You may contact us at the address above for one or more of the following reasons:

  1. To ask us to correct information about you that is inaccurate or incomplete, or to delete personal information about you.
  2. To tell us you no longer agree to, that you object to, or that you wish to restrict us from using information about you and ask us to stop.
  3. To advise us to stop using your personal information to market our products or services that may be of interest to you (direct marketing).
  4. To ask us not to use information about you in a way that allows our computer systems to make decisions about you.

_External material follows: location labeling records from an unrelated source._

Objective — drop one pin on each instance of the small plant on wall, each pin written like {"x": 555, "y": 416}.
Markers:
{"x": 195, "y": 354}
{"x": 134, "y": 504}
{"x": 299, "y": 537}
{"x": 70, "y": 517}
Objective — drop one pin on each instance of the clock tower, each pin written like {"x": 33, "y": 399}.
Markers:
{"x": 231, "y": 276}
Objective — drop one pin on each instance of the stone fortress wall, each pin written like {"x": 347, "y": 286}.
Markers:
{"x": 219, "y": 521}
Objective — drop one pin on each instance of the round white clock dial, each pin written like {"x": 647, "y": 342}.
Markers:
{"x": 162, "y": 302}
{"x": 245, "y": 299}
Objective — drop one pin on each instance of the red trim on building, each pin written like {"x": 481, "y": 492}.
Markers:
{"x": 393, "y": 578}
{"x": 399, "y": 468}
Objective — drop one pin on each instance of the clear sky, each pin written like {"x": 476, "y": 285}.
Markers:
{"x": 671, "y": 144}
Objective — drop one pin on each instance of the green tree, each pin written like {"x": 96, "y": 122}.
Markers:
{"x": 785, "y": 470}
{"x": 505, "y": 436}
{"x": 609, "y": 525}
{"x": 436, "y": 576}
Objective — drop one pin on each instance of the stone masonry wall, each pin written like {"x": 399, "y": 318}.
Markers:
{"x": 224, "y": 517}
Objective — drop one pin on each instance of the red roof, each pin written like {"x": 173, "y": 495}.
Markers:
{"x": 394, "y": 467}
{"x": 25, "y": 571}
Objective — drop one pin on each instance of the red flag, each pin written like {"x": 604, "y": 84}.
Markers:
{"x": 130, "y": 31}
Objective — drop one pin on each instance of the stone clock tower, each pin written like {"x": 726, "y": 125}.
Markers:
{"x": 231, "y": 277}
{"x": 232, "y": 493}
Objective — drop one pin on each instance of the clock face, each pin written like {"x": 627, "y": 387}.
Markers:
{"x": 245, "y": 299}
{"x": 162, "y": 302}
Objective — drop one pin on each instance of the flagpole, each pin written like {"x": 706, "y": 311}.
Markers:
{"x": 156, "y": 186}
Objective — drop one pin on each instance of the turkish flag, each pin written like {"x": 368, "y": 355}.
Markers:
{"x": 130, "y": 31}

Sometimes we will not be able to stop using your personal information when you ask us to (e.g. where we are required by law to use it or we are required to retain the information for regulatory purposes).

Additionally, if we stop using your personal information, we may not be able to provide certain services to you, such as administering your insurance policy or servicing your claim.

When contacted we will advise you as to whether or not we are able to comply with your request, or how your request might impact you.

Once again, the contact details for our Data Controller is as follows:

Data Controller

Cayman First Centre

17 Vibert Bodden Drive (Off Shedden Road)

P.O. Box 2171, Grand Cayman, KY1-1105


Tel:  345-949-7028

Fax:  345-949-7457

Changs to this data protection statement 

This Data Protection Statement will be reviewed periodically in light of changing business practices, technology and legal requirements.  As a result, it will be updated from time to time.  Any such changes will be posted on our Company’s website and copies made available in our office(s).  If we make a significant or material change in the way we use or share your personal information, you will be notified via email and/or any other means of contact at least 30 days prior to the changes taking effect.